Le dernier rebranding de Renault, en puisant dans l’origine du logo dessiné par Vasarely en 1972, s’inscrit dans le socle historique de la marque. Ce geste de simplicité “timeless” traduit l'ambition de devenir éternel pour sortir de la boucle infinie des tendances graphiques passagères. Le nouveau design du losange renoue avec les lignes vibrantes de l’art optique dans un tracé simplifié et « flat » qui s’adapte parfaitement aux contraintes d’affichage des interfaces-écrans. Nous vous invitons à consulter l'article que nous avions rédigé sur cette tendance à l'occasion du nouveau logo du constructeur automobile Peugeot.

Avec cette refonte visuelle, Renault donne l’impression d’avoir fait la synthèse des différentes versions de son logo à travers les époques pour un design qui semble être l’aboutissement d’une forme définitive et intemporelle comme peut l’être le monogramme de Chanel. Le « simplicity is the ultimate sophistication » de Da Vinci croise le « Less is more » de Mies van der Rohe.

La verticalité de la « Loi des Pères » (détenir La Vérité) laisse place à l’horizontalité des vérités plurielles, mises en relation les unes par rapport aux autres. C’est l’ère du relativisme : les points de vue coexistent. Cette « horizontalisation des rapports » passe par une modification de la typographie. On abandonne le lettrage capital (haut de casse) pour valoriser le lettrage en minuscule (bas-de-casse).
Illustration avec ce nouveau logo Total :

Quand on a l’ambition de développer les énergies « propres », ne faudrait-il pas être cohérent et adopter un logo synonyme de sobriété qui limite son impact environnemental ? C’est tout l’inverse que réalise ici Total, devenu TotalEnergies en mettant tous les curseurs de la surenchère visuelle dans le rouge. Tout d’abord un dégradé multicolore, comme un « flux digital et immatériel », qu’on imagine être le symbole de la nouvelle pluralité des énergies que propose Total énergies (après le rachat de Direct énergies), pose de réels problèmes de lisibilité de la ligature emblème « Te ».
L’arc-en-ciel est ici symbole d’inclusivité et d’exhaustivité, et dans un autre registre d’association des énergies, le nouveau logo de la Nouvelle Union Populaire Écologique et Sociale, fraîchement dévoilé, ne déroge pas à cette tendance toute diplomatique de « non choix ». Bien sûr, les outils de création graphique numériques ont depuis plusieurs décennies facilité le déploiement de ce type de gimmick chromatique. Ils ont permis de lui donner sa nature contemporaine ubique.

Cela devient une vraie calamité dès qu’il s’agit de reproduire le logo sur des supports « physiques ». Cela oblige de l’imprimer toujours en quadrichromie pour obtenir le rendu multicolore.

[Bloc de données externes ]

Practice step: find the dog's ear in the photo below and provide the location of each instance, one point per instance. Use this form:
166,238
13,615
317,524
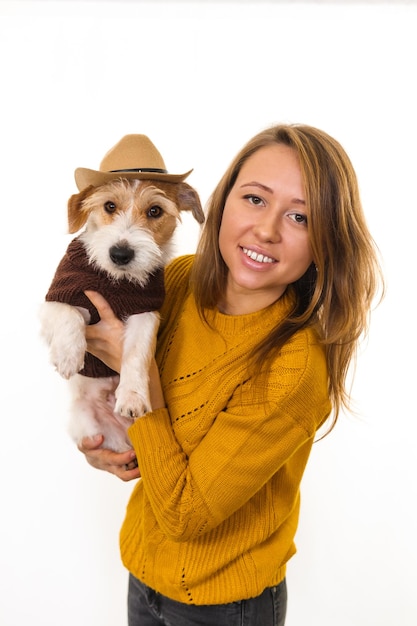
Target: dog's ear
76,216
189,200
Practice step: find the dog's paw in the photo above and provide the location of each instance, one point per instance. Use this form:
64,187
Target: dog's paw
131,403
68,363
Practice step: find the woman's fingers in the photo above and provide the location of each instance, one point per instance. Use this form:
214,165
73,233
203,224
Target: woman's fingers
124,465
103,307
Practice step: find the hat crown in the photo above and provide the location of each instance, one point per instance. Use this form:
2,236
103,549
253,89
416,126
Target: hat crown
132,152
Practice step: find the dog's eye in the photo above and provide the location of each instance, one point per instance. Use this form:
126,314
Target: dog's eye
154,211
109,206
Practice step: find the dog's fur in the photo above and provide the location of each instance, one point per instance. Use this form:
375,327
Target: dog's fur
127,235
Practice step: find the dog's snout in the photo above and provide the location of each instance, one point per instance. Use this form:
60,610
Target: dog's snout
121,255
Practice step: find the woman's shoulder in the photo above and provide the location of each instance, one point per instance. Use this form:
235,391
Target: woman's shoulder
177,283
179,268
303,356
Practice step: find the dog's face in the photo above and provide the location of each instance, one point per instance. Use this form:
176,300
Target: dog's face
129,224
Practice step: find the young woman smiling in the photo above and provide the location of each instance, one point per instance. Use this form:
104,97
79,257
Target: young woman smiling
257,334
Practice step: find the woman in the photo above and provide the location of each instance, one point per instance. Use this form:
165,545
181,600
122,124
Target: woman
258,331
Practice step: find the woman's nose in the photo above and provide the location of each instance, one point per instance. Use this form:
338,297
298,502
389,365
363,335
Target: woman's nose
267,228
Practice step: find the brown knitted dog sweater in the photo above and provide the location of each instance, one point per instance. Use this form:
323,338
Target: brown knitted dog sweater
75,274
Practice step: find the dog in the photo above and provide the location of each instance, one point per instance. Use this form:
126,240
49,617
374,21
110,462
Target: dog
127,215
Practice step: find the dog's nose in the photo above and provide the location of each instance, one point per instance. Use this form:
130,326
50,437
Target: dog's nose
121,255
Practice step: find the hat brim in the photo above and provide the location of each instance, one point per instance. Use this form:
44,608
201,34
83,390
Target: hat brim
85,177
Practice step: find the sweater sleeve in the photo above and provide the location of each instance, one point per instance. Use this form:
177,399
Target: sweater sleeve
257,436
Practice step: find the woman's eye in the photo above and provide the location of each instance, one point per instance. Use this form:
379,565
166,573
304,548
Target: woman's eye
109,206
154,211
299,218
255,200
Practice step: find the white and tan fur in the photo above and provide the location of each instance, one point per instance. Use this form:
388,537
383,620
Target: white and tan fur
137,219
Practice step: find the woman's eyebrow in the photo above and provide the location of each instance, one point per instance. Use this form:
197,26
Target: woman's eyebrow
254,183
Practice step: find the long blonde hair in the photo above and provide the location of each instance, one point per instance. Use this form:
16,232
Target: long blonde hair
336,293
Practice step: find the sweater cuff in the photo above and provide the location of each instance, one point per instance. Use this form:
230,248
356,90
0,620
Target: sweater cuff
152,431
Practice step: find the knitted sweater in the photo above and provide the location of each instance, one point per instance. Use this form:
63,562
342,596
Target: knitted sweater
75,274
213,518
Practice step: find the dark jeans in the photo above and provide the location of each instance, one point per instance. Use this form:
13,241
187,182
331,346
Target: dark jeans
149,608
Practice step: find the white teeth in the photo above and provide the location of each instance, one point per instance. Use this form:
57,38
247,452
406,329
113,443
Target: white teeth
257,257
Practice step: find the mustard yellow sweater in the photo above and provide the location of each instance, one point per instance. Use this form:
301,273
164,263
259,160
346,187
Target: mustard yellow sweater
214,516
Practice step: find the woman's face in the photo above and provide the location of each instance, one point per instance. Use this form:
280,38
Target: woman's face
263,235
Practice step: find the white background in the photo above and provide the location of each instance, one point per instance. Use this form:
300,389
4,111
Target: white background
200,78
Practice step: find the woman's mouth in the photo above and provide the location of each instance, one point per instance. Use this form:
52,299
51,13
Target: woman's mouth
255,256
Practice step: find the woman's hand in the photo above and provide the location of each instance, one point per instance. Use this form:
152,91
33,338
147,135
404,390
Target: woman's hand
105,339
122,464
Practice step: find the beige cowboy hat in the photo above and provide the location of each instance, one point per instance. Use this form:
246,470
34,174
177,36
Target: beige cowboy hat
134,156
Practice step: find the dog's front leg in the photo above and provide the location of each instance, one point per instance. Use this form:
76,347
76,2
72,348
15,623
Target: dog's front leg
132,394
63,328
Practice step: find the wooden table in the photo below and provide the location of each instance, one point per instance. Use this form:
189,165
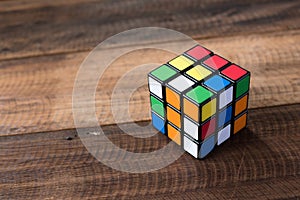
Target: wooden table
42,46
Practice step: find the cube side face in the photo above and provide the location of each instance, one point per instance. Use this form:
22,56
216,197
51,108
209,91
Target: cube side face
199,100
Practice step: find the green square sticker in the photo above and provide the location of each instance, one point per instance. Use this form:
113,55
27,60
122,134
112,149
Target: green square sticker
163,72
157,106
242,86
199,94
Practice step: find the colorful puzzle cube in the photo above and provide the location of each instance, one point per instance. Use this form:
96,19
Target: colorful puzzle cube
199,100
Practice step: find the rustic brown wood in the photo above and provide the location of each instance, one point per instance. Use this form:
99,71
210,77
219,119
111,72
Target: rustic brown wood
35,28
36,93
260,162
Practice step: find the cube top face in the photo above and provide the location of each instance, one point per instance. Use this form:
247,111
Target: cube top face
181,62
199,100
198,52
163,72
217,83
199,94
215,62
181,83
234,72
198,72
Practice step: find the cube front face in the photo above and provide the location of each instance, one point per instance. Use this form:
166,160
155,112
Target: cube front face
199,100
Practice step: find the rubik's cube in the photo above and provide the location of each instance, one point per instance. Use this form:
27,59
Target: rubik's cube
199,100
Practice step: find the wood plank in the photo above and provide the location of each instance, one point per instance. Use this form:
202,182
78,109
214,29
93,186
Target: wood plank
53,28
262,161
36,93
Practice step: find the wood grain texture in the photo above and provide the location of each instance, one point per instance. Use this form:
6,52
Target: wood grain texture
35,28
262,161
36,93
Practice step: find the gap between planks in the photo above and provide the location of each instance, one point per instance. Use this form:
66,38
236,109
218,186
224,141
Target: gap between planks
36,93
68,27
45,165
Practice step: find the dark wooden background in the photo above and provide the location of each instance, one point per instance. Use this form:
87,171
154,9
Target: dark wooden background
42,44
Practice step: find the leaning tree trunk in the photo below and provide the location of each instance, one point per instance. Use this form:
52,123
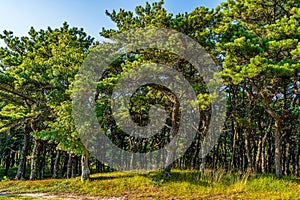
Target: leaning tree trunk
278,148
56,164
22,162
69,166
34,160
85,171
174,130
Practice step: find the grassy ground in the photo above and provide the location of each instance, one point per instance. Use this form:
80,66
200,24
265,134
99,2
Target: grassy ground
152,185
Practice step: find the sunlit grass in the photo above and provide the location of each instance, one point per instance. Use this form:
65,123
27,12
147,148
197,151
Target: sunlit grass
153,185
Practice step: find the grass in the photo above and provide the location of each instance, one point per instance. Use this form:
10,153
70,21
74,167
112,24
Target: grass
152,185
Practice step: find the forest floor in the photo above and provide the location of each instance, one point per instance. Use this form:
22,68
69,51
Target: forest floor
152,185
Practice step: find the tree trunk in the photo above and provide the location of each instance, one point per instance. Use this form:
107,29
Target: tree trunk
278,148
56,164
34,160
7,161
85,171
22,161
69,166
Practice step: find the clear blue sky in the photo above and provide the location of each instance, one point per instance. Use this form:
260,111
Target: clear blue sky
19,15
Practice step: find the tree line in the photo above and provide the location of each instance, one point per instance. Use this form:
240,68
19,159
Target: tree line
255,44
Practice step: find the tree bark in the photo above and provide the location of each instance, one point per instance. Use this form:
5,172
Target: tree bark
278,148
85,171
69,166
34,160
22,161
56,164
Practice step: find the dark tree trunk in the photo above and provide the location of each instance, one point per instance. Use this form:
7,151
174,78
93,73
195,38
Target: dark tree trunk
22,161
69,166
278,148
7,162
56,164
85,171
34,160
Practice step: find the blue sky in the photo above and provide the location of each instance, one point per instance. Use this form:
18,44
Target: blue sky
19,15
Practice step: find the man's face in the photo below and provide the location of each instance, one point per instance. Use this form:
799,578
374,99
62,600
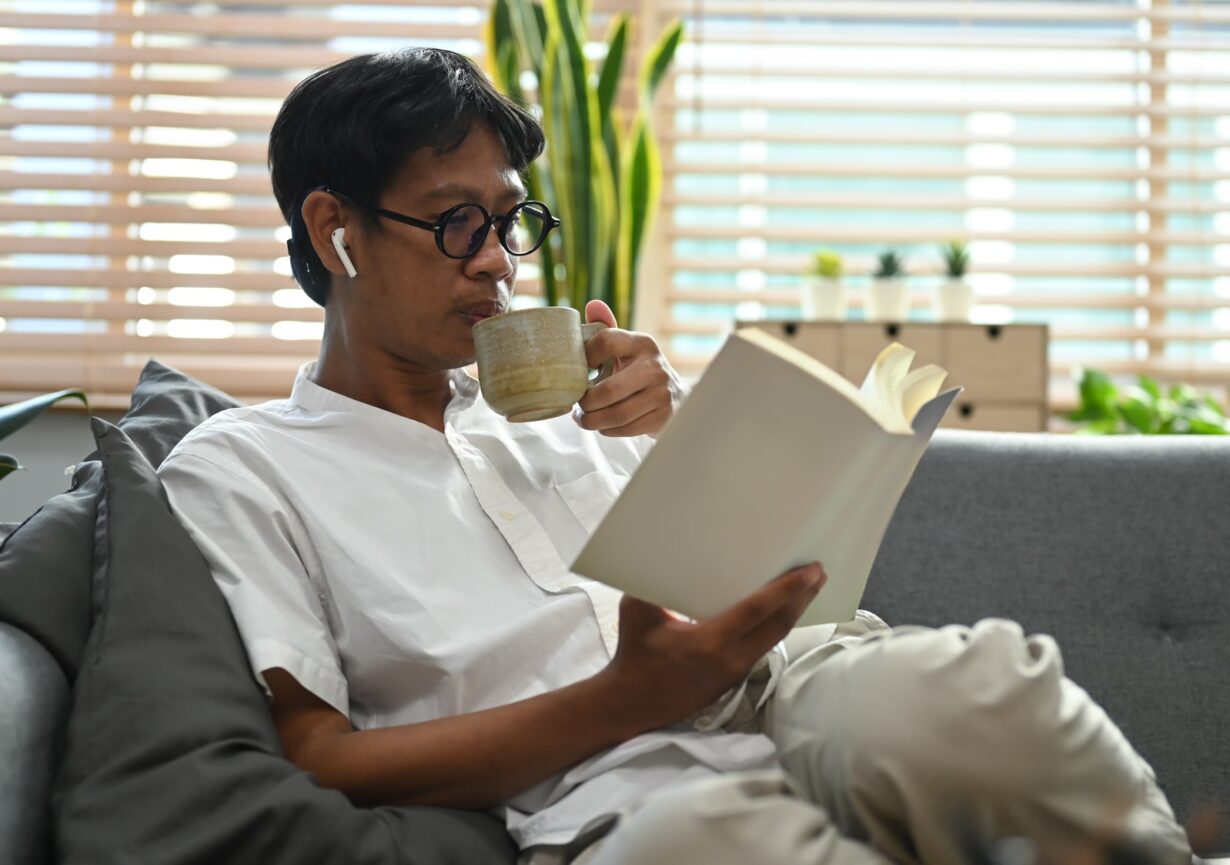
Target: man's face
416,305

Grosse empreinte carbone, donc, pour le déploiement de la nouvelle identité sur les signalétiques d’enseignes, les véhicules… !
C’est particulièrement tape-à-l’œil et en termes de pollution visuelle, nous tenons un champion. La ligne molle de la ligature « Te » qui en plus de n’avoir aucun sens, rappelle l’affreux ancien logo escargot du TGV, époque « prendre le temps d’aller vite ». Nous sommes dans un cas de rebranding qui efface l’ancienne identité pour se racheter une conscience écologique tout en restant tourné visuellement vers... les énergies fossiles, dans le rouge. Lapsus révélateur imagé !

C'est quoi le style graphique d'un logo post-moderne ?

Fin des codes statutaires, ouverture, couleurs arc-en-ciel, transparence, simplicité des formes et lettrage bas-de-casse : tels sont les codes graphiques des logos de la post-modernité. De la forme au service d'un fond qui nous interroge, mais sans lequel nous ne serions que des décorateurs de surfaces ! Certes, cet article ne vous aura pas donné les tendances (éphémères) des logos pour 2022, mais nous espérons qu'il vous aura donné quelques clefs sociologiques et sémiologiques pour décrypter notre époque, et ainsi mieux comprendre comment elle influence les choix graphiques qui déterminent l'esthétique actuelle des logos de marque.